La seconde limite est plus pernicieuse et est liée aux hypothèses mêmes de la règle de Taylor. Celle-ci admet l’hypothèse d’efficience des marchés financiers de E. Fama (1970), qui implique entre autres une déconnexion totale entre la sphère financière et la sphère monétaire, ce qui explique pourquoi Taylor n’intègre pas la sphère financière dans son raisonnement (la politique monétaire n’aurait aucun effet sur l’évolution du prix des actifs financiers). Cette négligence vis-à-vis de la sphère financière et ses conséquences sont l’objet de l’article de B. d’Intignano (L’instabilité monétaire, 2003) : selon elle, puisque sphère monétaire et sphère financière sont nécessairement reliées par le taux d’intérêt, le maintien de taux d’intérêt proches de la ZLB conduit à la formation de bulles spéculatives sur différents marchés, et par exemple sur celui de l’immobilier. En d’autres termes, si la règle de Taylor a pu juguler efficacement l’inflation dans les pays développés durant la Grande Modération, elle l’a fait en reportant les déséquilibres nominaux sur la sphère financière, et a donc largement contribué à la crise financière puis économique de 2008.

Pourrait-on modifier cette règle ?

Adapter la règle de Taylor aux enjeux modernes de stabilité non seulement monétaire mais aussi financière semble nécessaire. Intervient alors J. Couppey-Soubeyran qui, dans l’article « La coordination entre politique monétaire et politique macroprudentielle », propose une version « augmentée » de la règle de Taylor. Celle-ci se voit donc « augmentée » d’un nouveau coefficient γ (gamma) qui indique le degré d’importance de la stabilité financière dans les objectifs fixés par la Banque centrale.

On a alors : it = r + πt + αt − π) + β(yt − y) + γ(st− s).

J. Couppey-Soubeyran ajoute également st − s, qui représente la différence entre le degré de stabilité financière observé et le degré de stabilité optimal. L’adoption d’une telle règle par les banques centrales permettrait donc en théorie de juguler aussi bien l’inflation que l’accumulation de déséquilibres dans la sphère financière et d’éviter une crise comparable à celle de 2008. Concrètement, lorsque l’on observe l’apparition de certains déséquilibres financiers, la différence entre st et s augmente, et ainsi, les taux d’intérêt fixés par la Banque centrale (it) sont amenés à augmenter, ce qui devrait mettre un terme, ou du moins ralentir l’accumulation de déséquilibres, préservant de fait le système financier.

Conclusion et légère critique

L’approche de J. Couppey-Soubeyran pourrait donner aux banques centrales une nouvelle boussole en matière de politique monétaire, une boussole fiable, moderne et qui ne perdrait pas le Nord (ici, le Nord = la stabilité financière).
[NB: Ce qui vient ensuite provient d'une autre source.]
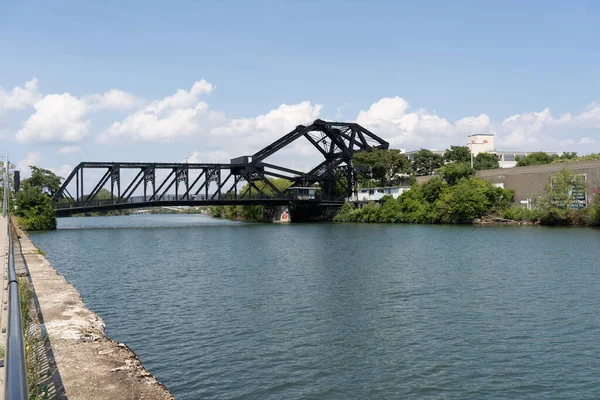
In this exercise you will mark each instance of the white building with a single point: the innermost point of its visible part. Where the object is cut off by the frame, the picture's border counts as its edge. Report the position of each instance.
(375, 194)
(484, 143)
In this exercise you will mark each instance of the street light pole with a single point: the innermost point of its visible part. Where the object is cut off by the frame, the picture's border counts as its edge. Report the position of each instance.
(471, 142)
(5, 192)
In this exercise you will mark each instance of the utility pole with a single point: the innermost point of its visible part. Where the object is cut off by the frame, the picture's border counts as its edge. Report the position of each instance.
(5, 192)
(471, 141)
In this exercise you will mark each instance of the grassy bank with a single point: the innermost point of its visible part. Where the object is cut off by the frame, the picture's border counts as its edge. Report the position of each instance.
(440, 202)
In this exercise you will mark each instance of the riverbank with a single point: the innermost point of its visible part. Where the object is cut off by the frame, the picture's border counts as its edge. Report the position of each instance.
(80, 360)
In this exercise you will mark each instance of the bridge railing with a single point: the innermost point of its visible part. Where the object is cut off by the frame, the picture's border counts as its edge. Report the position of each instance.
(190, 199)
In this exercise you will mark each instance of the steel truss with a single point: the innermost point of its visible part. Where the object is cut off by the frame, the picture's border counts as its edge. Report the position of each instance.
(337, 142)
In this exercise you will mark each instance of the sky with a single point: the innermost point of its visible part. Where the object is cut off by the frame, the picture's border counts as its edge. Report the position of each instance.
(206, 81)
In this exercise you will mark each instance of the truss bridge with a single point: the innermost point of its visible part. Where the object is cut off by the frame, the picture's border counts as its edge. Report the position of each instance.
(243, 181)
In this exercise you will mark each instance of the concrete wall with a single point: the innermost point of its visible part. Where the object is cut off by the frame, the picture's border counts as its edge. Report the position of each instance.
(530, 182)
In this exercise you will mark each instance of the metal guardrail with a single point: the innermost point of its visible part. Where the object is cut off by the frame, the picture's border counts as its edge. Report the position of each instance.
(16, 376)
(191, 199)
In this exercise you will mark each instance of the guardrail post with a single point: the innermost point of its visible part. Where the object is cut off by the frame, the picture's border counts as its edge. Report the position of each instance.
(16, 376)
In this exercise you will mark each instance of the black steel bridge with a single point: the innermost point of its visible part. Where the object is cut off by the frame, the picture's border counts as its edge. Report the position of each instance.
(244, 181)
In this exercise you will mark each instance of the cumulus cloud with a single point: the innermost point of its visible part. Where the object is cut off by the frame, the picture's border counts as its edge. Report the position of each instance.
(57, 118)
(114, 99)
(174, 116)
(19, 97)
(63, 171)
(69, 150)
(32, 158)
(216, 156)
(279, 121)
(391, 119)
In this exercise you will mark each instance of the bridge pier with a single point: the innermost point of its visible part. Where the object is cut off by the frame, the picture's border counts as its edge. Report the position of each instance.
(300, 212)
(276, 214)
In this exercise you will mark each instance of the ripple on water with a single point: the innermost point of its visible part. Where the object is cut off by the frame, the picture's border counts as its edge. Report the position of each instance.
(222, 310)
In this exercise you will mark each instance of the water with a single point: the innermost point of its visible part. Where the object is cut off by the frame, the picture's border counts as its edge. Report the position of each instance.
(226, 310)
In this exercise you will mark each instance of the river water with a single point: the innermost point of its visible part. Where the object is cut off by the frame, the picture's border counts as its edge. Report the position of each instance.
(227, 310)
Ce nouvel outil ne remplace en aucun cas les autres instruments de politique microprudentielle et macroprudentielle déjà mis en œuvre dans différents pays : il agit en complémentarité avec ces derniers. Cela est d’autant plus vrai dans le cas de la BCE.
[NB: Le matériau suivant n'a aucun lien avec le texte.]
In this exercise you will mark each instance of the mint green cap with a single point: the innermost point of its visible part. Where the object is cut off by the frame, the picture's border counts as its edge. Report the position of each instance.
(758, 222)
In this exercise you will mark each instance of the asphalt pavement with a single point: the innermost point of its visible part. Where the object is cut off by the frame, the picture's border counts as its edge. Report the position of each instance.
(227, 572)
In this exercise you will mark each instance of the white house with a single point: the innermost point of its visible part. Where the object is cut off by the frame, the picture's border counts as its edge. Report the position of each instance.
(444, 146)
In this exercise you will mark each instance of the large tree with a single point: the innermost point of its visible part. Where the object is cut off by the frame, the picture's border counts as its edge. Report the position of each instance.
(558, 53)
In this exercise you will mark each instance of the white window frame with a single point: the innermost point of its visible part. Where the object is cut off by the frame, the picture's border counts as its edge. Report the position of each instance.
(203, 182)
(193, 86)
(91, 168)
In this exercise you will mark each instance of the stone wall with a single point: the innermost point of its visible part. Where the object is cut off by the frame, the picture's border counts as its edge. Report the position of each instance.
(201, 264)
En effet, la zone euro ne se caractérise pas par un seul et unique cycle financier synchrone mais par plusieurs cycles. On distingue trois grands groupes de pays : ceux où le cycle financier est de faible amplitude (Autriche, Belgique, France, Portugal, Italie, Pays-Bas et Finlande), ceux où l’amplitude est forte (Espagne, Grèce, Irlande) et ceux qui ne se rangent dans aucune de ces deux catégories, comme l’Allemagne. Dès lors, ajouter une unique cible financière à la règle de politique monétaire de la BCE, qui s’applique uniformément à tous, pourrait avoir les effets contracycliques escomptés dans certains pays, tout en ayant des effets procycliques dans d’autres, de quoi nourrir encore davantage les divergences économiques entre pays européens.